The patient is "known internally as 'the Crouse tattoo guy' and staff love to see him." It's "probably the best advertising we could do," says a hospital executive.
How's this for brand loyalty? A Crouse Hospital patient visited the Syracuse, NY hospital's emergency department so often that he got the organization's "Take Me To Crouse" tag line tattooed on his chest.
The patient told local media that he got the idea from his longtime physician, who jokingly suggested that the patient get a Crouse tattoo because of his frequent visits.
"I like the care at Crouse and I would always want to be taken care of there in an emergency," said the patient, Brian Andrianos, who has nine other tattoos.
Andrianos has visited the Crouse ED at least eight times due to heart problems, diabetes, high blood pressure, and other ailments. He is effusive in his praise of his doctor, Mark Erlebacher, MD, who has cared for Andrianos for 25 years.
"I really feel without his guidance and help, I would be just dirt these days," he said. "He's kept good track of me."
To show his appreciation, Andrianos had the word "me" capitalized in black letters in the tattoo, representing Erlebacher's initials.

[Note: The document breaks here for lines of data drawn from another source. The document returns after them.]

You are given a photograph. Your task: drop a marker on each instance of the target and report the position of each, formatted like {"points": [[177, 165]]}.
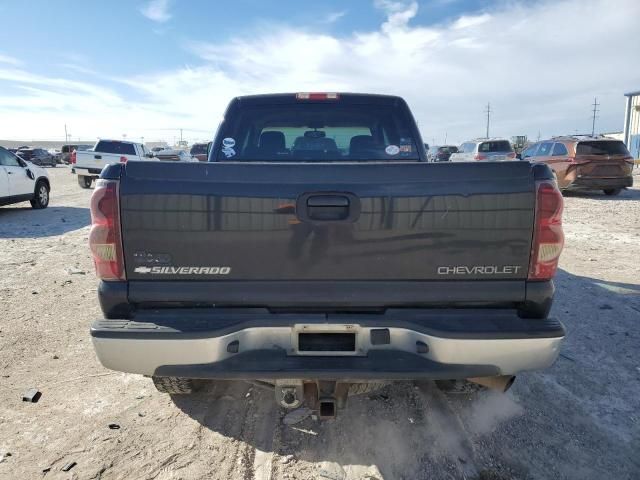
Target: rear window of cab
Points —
{"points": [[318, 132], [602, 147], [495, 146]]}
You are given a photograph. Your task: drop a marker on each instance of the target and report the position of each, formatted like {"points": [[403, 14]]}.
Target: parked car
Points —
{"points": [[67, 149], [441, 153], [484, 149], [159, 149], [37, 156], [57, 154], [199, 150], [585, 163], [174, 156], [89, 164], [315, 256], [22, 181]]}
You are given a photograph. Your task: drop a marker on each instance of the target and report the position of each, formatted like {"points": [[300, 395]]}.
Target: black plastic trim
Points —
{"points": [[330, 294], [182, 324], [275, 364]]}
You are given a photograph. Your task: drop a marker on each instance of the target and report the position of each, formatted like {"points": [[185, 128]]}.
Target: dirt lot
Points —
{"points": [[578, 420]]}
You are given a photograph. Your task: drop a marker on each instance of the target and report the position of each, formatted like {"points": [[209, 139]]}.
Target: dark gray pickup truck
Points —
{"points": [[318, 253]]}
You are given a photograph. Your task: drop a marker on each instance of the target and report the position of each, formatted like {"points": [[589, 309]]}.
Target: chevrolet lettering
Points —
{"points": [[479, 270], [183, 270]]}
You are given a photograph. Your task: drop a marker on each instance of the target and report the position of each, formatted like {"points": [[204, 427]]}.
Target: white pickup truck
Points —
{"points": [[88, 164]]}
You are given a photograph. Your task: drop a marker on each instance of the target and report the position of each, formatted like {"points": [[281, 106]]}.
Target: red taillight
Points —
{"points": [[317, 96], [548, 238], [105, 239]]}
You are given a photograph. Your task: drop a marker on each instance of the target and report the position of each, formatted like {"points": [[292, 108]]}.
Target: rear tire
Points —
{"points": [[177, 385], [40, 195], [84, 181]]}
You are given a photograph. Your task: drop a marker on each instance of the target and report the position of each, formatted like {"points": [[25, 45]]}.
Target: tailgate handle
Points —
{"points": [[330, 207]]}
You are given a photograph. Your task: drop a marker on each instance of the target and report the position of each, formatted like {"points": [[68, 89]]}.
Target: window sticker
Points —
{"points": [[392, 150], [227, 147]]}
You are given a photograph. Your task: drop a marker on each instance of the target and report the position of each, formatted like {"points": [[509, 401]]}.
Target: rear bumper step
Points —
{"points": [[397, 345], [590, 183]]}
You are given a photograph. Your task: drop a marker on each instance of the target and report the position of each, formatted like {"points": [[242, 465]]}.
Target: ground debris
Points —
{"points": [[75, 271], [32, 395], [296, 416], [68, 466]]}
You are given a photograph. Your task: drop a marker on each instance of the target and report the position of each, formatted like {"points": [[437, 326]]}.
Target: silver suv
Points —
{"points": [[484, 149]]}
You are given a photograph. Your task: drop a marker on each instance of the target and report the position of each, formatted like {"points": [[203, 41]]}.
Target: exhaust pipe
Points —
{"points": [[500, 383], [327, 409]]}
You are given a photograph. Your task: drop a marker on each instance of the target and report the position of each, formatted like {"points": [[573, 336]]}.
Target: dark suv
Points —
{"points": [[37, 156], [585, 163]]}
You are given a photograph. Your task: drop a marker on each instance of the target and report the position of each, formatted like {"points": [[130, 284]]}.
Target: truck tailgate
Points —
{"points": [[225, 222]]}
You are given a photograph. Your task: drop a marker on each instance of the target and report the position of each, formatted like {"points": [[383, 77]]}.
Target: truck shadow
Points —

"We had heard about this extremely loyal Crouse patient for months from staff who cared for him during his frequent hospital stays, but had been unable to track him down initially to verify that he had indeed 'branded' himself with the hospital logo and tagline 'Take Me to Crouse,'" Bob Allen, Crouse's vice president of communications and government affairs, told HealthLeaders.
"He's now known internally as 'the Crouse tattoo guy' and staff love to see him. I can't imagine there's another patient in the country who's done what Brian has done—probably the best advertising we could do!"
Crouse Hospital shared an article about the tattoo on its Facebook page, with the caption, "'I LIKE THE CARE AT CROUSE and I would always want to be taken care of there in an emergency.' Thank you, Brian!"
Marianne Aiello is a contributing writer at HealthLeaders Media.